Lanning selalu menata rambut panjang Ning Xueyan. Lanning, yang pandai dan cekatan, bisa menyisir berbagai macam gaya sanggul rambut. Sekarang, roti paling populer di ibu kota adalah roti kuda-jatuh. Sanggul jenis ini sedikit bengkok, yang menunjukkan feminitas seorang wanita.
Para wanita bangsawan ibukota menyukai gaya ini karena beberapa rambut mereka akan terkulai ke samping, helaian yang menggantung yang sepertinya perlu disikat, dan gaya longgar yang umum. Jadi, sebagian besar gadis yang mencapai tahap jepit rambut akan memilih untuk memiliki gaya rambut ini. Selanjutnya, sembilan dari sepuluh wanita bangsawan melakukannya. Namun, dengan gaya rambut ini, dia harus lebih berhati-hati dalam bergerak. Kalau tidak, rambutnya akan acak-acakan.
“Tidak. Buat roti ganda dan buat sedikit lebih kencang. ” Ning Xueyan tersenyum sedikit. Di cermin, rambut hitam indah gadis itu, seperti air terjun hitam, terlepas dari kepalanya, yang sangat indah. Dalam kesehariannya, ia tampil cantik dengan sanggul Horse-falling karena kualitas rambut dan warna rambutnya. Tapi hari ini, itu tidak nyaman.
Ada roti di setiap sisinya. Meskipun kurang menawan, itu terbungkus rapat. Bahkan jika itu bergetar, itu tidak akan jatuh. Selain itu, Ning Xueyan belum mencapai usia jepit rambut, jadi itu tidak aneh.
“Mengerti. Aku akan segera menyisirnya untukmu.” Lanning mengangguk, dengan ekspresi ramah di wajahnya. Kemudian, dia menggunakan sisir untuk memisahkan rambutnya dan dengan terampil menyisirnya.
Qingyu datang dengan dua set pakaian. Salah satunya adalah satu-satunya yang elegan dan rapi di antara pakaian musim semi yang baru dibuat kemarin.
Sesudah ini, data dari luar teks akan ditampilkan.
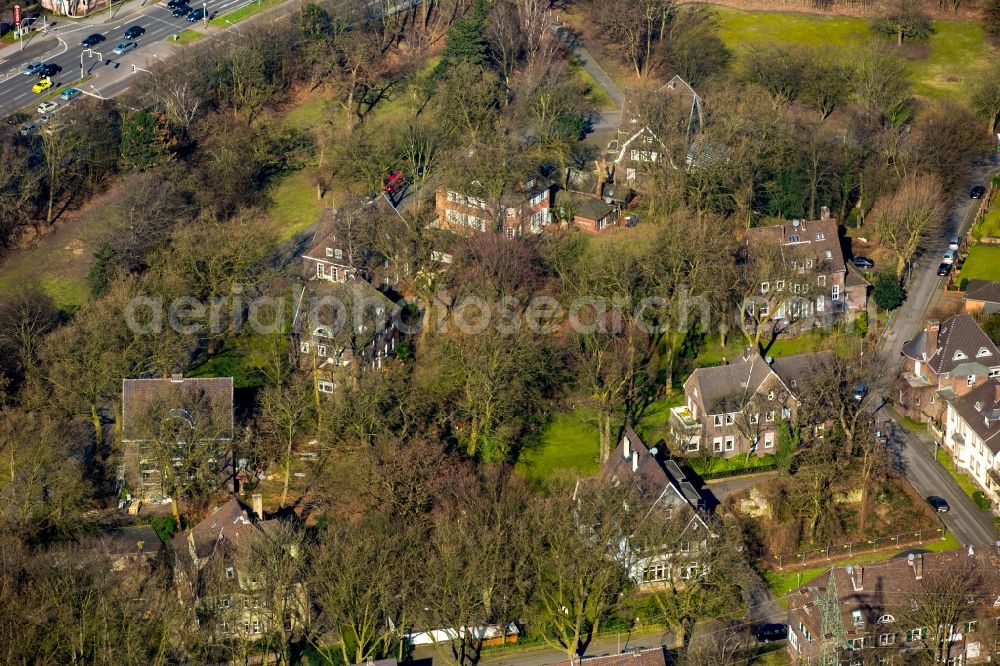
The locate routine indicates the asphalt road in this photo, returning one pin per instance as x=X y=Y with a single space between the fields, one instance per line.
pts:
x=111 y=73
x=967 y=522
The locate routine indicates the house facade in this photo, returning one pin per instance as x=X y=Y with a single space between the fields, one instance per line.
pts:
x=880 y=613
x=945 y=361
x=525 y=210
x=811 y=277
x=660 y=479
x=737 y=408
x=637 y=147
x=972 y=435
x=161 y=414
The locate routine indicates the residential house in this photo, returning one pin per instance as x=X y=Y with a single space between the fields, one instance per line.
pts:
x=588 y=213
x=812 y=264
x=982 y=296
x=857 y=614
x=215 y=575
x=646 y=114
x=659 y=478
x=160 y=413
x=735 y=408
x=944 y=361
x=526 y=209
x=972 y=435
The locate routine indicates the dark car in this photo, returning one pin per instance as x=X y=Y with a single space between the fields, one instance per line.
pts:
x=939 y=504
x=92 y=40
x=766 y=633
x=49 y=69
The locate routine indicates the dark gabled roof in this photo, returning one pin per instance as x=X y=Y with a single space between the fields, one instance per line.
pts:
x=818 y=240
x=987 y=291
x=880 y=589
x=980 y=409
x=960 y=339
x=214 y=395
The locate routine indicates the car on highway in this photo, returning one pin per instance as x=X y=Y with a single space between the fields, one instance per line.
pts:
x=49 y=69
x=92 y=40
x=939 y=504
x=767 y=633
x=32 y=68
x=124 y=48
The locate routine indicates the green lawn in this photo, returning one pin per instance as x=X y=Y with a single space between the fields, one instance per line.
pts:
x=569 y=441
x=783 y=582
x=983 y=263
x=955 y=52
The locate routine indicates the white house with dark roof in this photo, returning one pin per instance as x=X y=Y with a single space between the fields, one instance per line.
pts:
x=972 y=434
x=946 y=360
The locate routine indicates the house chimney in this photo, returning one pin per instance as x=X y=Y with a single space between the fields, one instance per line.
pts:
x=258 y=506
x=933 y=328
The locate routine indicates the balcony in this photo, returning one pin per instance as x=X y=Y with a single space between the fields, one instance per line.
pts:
x=684 y=421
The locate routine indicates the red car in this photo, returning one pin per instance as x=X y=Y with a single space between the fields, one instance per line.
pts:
x=394 y=182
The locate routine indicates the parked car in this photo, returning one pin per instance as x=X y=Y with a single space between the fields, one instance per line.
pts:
x=31 y=68
x=49 y=69
x=124 y=48
x=92 y=40
x=939 y=504
x=767 y=633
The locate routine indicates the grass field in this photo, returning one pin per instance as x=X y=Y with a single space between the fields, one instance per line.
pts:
x=783 y=582
x=955 y=52
x=983 y=264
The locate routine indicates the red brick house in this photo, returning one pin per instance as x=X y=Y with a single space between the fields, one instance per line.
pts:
x=944 y=361
x=526 y=209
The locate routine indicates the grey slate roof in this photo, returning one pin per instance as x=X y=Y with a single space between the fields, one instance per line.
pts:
x=979 y=408
x=959 y=335
x=983 y=290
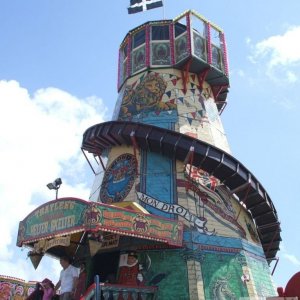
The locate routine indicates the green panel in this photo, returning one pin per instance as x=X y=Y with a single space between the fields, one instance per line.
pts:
x=168 y=271
x=222 y=277
x=261 y=276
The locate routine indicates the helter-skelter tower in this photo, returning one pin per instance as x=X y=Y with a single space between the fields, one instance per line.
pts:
x=166 y=150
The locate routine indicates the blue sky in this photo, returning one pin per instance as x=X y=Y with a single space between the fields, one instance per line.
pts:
x=58 y=76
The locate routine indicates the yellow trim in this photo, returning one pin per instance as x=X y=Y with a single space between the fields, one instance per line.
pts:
x=133 y=206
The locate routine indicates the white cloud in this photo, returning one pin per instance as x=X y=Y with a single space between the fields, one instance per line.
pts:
x=40 y=139
x=279 y=55
x=292 y=258
x=281 y=49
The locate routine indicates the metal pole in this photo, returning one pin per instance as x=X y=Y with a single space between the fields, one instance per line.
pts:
x=97 y=288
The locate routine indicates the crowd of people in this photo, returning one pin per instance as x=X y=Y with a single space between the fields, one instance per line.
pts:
x=71 y=284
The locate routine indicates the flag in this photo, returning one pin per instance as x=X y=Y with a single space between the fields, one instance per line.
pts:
x=142 y=5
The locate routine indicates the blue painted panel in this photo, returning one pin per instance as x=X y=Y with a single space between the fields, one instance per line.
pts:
x=157 y=180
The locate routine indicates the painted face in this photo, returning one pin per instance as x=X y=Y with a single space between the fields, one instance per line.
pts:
x=131 y=259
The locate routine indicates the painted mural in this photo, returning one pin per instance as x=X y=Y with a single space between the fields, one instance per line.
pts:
x=118 y=179
x=222 y=276
x=145 y=96
x=165 y=269
x=161 y=98
x=14 y=288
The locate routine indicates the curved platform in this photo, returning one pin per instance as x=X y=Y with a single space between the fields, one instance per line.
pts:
x=213 y=160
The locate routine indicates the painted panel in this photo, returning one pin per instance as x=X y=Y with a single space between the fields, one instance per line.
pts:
x=68 y=215
x=222 y=276
x=14 y=288
x=158 y=181
x=166 y=269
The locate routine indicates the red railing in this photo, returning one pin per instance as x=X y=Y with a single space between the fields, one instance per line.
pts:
x=108 y=291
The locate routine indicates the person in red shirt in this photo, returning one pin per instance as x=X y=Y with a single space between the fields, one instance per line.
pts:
x=130 y=273
x=81 y=283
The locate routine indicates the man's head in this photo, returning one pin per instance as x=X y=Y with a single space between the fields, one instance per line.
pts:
x=64 y=262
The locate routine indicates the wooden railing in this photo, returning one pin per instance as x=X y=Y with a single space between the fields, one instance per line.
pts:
x=107 y=291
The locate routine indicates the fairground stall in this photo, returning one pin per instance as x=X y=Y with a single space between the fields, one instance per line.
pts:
x=173 y=215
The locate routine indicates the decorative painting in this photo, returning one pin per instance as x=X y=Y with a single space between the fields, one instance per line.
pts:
x=138 y=59
x=144 y=96
x=167 y=270
x=261 y=277
x=14 y=288
x=161 y=53
x=181 y=50
x=69 y=215
x=199 y=46
x=118 y=179
x=157 y=181
x=222 y=276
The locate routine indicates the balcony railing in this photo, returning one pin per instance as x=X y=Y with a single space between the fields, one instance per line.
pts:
x=108 y=291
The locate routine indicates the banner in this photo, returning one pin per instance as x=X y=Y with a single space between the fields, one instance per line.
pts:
x=142 y=5
x=49 y=222
x=177 y=210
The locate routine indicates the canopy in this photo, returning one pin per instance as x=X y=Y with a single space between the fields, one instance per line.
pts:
x=52 y=223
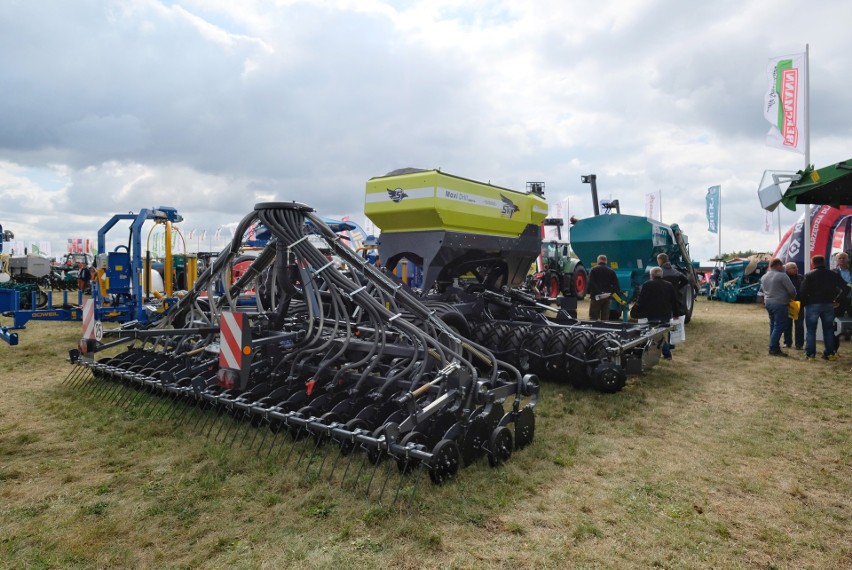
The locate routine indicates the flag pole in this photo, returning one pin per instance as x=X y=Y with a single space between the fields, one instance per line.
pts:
x=807 y=261
x=719 y=226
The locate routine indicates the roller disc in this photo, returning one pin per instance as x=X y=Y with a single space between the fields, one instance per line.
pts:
x=407 y=464
x=445 y=461
x=524 y=428
x=499 y=446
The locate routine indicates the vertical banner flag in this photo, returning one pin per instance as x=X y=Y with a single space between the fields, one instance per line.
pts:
x=767 y=222
x=784 y=105
x=713 y=195
x=652 y=205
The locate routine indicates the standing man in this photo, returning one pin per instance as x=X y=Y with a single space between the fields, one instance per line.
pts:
x=658 y=302
x=603 y=282
x=844 y=308
x=820 y=294
x=792 y=271
x=777 y=291
x=675 y=277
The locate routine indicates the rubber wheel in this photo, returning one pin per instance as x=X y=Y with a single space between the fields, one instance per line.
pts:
x=608 y=378
x=534 y=343
x=499 y=446
x=445 y=461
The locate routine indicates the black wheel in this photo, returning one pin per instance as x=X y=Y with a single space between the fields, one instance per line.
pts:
x=531 y=349
x=559 y=367
x=510 y=344
x=445 y=461
x=524 y=428
x=499 y=446
x=608 y=378
x=474 y=441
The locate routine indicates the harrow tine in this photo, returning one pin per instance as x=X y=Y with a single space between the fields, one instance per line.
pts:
x=240 y=425
x=264 y=427
x=336 y=459
x=373 y=474
x=389 y=467
x=272 y=443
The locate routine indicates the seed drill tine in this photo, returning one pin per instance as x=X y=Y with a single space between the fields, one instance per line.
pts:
x=373 y=474
x=240 y=425
x=322 y=463
x=390 y=465
x=292 y=447
x=360 y=470
x=256 y=430
x=311 y=458
x=78 y=374
x=336 y=459
x=225 y=418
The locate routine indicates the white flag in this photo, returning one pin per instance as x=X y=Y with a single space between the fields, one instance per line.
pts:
x=786 y=101
x=652 y=205
x=767 y=222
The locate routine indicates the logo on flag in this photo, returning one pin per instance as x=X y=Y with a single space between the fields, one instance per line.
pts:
x=713 y=195
x=784 y=104
x=652 y=205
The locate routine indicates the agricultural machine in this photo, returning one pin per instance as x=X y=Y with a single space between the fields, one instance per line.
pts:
x=631 y=244
x=738 y=280
x=349 y=358
x=124 y=288
x=561 y=272
x=475 y=243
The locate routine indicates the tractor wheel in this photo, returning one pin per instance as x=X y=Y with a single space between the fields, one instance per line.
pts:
x=579 y=280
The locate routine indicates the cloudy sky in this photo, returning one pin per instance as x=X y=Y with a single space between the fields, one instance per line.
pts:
x=210 y=106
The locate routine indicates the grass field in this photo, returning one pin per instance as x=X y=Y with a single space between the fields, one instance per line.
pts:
x=721 y=458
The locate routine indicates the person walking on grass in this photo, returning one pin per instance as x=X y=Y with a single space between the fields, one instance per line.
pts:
x=658 y=302
x=821 y=292
x=603 y=282
x=798 y=324
x=777 y=291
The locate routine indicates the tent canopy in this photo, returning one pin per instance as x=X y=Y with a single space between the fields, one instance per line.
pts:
x=828 y=186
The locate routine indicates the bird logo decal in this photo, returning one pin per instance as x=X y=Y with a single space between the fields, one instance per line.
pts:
x=509 y=207
x=397 y=194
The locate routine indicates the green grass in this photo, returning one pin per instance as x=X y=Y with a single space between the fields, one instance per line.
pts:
x=722 y=458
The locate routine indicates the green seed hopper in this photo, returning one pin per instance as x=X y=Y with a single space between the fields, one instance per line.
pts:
x=631 y=244
x=451 y=226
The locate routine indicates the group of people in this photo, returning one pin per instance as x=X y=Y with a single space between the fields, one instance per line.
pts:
x=658 y=300
x=823 y=294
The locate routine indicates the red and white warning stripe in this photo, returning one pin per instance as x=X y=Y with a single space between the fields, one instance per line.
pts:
x=89 y=319
x=230 y=339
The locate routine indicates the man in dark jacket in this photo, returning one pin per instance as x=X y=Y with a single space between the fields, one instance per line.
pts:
x=603 y=282
x=657 y=302
x=792 y=271
x=820 y=292
x=675 y=277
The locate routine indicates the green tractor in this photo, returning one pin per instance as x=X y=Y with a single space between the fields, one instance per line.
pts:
x=561 y=270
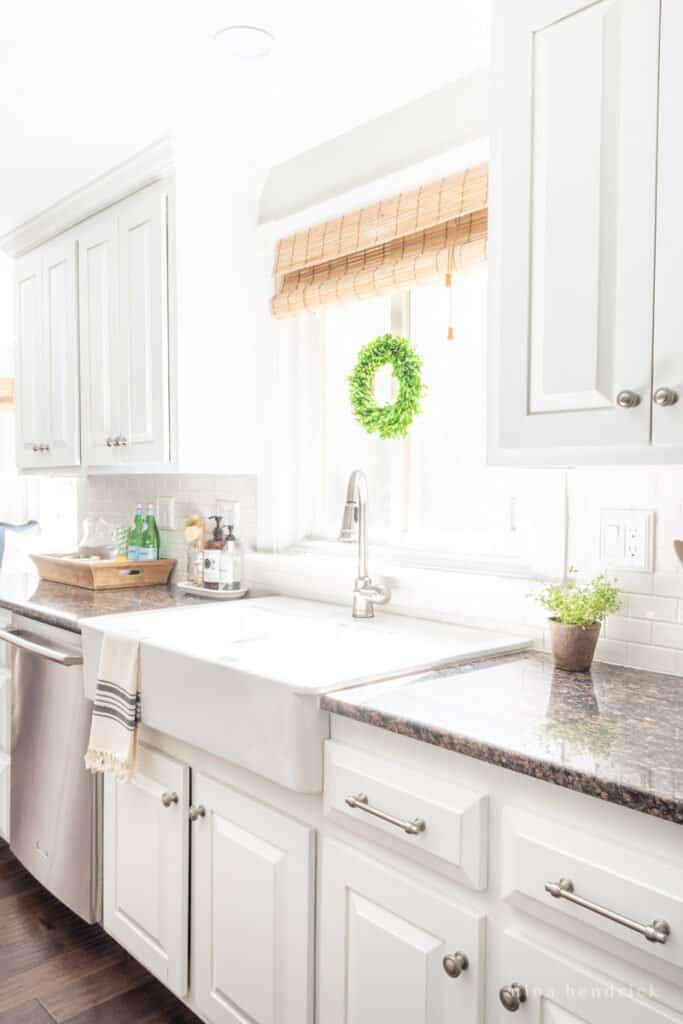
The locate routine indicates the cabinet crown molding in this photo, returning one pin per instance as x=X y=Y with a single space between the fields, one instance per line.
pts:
x=151 y=164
Cuaca hari ini bagus, jadi dia tidak cocok memakai pakaian tebal.
“Nona Muda, haruskah aku pergi denganmu nanti?” Qingyu meletakkan pakaian di tangannya, menggigit bibirnya, dan berkata dengan gelisah.
Melalui cermin, Ning Xueyan bisa melihat cemberut Qingyu. Dia tidak bisa menahan tawa dan berkata, “Qingyu, aku akan mengunjungi pasien, jadi kita tidak perlu sombong. Sudah cukup Xinmei ikut denganku. Atau, Anda, sebagai pengganti Xinmei, bisa ikut dengan saya?”
“Nona Muda, mengapa kamu bercanda denganku sekarang?” Qingyu mendengar sarkasme dalam kata-kata Ning Xueyan. Dia menghentakkan kakinya dengan marah dan berkata, “Aku takut …”
“Tidak ada yang perlu dikhawatirkan. Santai saja. Saya tidak akan memamerkan keunggulan saya. ” Ning Xueyan tahu bahwa Qingyu mengkhawatirkannya, jadi dia tersenyum lembut. Dia melihat dua set pakaian yang dikenakan Qingyu di tempat tidur, dan sedikit rasa dingin melintas di matanya.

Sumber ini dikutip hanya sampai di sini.